Re: [mm/gup] 57efa1fe59: will-it-scale.per_thread_ops -9.2% regression
From: Linus Torvalds
Date: Fri Jun 04 2021 - 13:58:06 EST
On Fri, Jun 4, 2021 at 12:52 AM Feng Tang <feng.tang@xxxxxxxxx> wrote:
>
> On Fri, Jun 04, 2021 at 03:04:11PM +0800, Feng Tang wrote:
> > >
> > > The perf data doesn't even mention any of the GUP paths, and on the
> > > pure fork path the biggest impact would be:
> > >
> > > (a) maybe "struct mm_struct" changed in size or had a different cache layout
> >
> > Yes, this seems to be the cause of the regression.
> >
> > The test case is many thread are doing map/unmap at the same time,
> > so the process's rw_semaphore 'mmap_lock' is highly contended.
> >
> > Before the patch (with 0day's kconfig), the mmap_lock is separated
> > into 2 cachelines, the 'count' is in one line, and the other members
> > sit in the next line, so it luckily avoid some cache bouncing.

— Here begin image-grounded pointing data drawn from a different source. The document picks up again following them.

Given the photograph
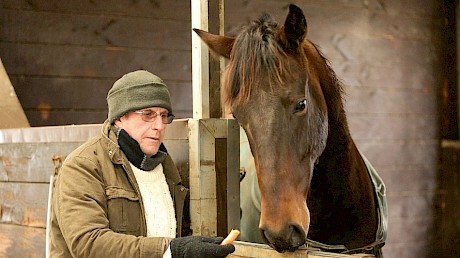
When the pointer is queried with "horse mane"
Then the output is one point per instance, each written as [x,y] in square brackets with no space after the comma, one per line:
[255,56]
[332,88]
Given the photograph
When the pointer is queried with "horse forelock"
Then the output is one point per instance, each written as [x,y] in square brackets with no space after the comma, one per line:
[257,60]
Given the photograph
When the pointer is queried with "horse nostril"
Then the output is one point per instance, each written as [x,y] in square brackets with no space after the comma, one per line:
[298,236]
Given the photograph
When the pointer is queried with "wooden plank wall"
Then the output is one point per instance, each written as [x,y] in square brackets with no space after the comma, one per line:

After
> > the patch, the 'mmap_lock' is pushed into one cacheline, which may
> > cause the regression.
Ok, thanks for following up on this.
> We've tried some patch, which can restore the regerssion. As the
> newly added member 'write_protect_seq' is 4 bytes long, and putting
> it into an existing 4 bytes long hole can restore the regeression,
> while not affecting most of other member's alignment. Please review
> the following patch, thanks!
The patch looks fine to me.
At the same time, I do wonder if maybe it would be worth exploring if
it's a good idea to perhaps move the 'mmap_sem' thing instead.
Or at least add a big comment. It's not clear to me exactly _which_
other fields are the ones that are so hot that the contention on
mmap_sem then causes even more cacheline bouncing.
For example, is it either
(a) we *want* the mmap_sem to be in the first 128-byte region,
because then when we get the mmap_sem, the other fields in that same
cacheline are hot
OR
(b) we do *not* want mmap_sem to be in the *second* 128-byte region,
because there is something *else* in that region that is touched
independently of mmap_sem that is very very hot and now you get even
more bouncing?
but I can't tell which one it is.
It would be great to have a comment in the code - and in the commit
message - about exactly which fields are the criticial ones. Because I
doubt it is 'write_protect_seq' itself that matters at all.
If it's "mmap_sem should be close to other commonly used fields",
maybe we should just move mmap_sem upwards in the structure?
Linus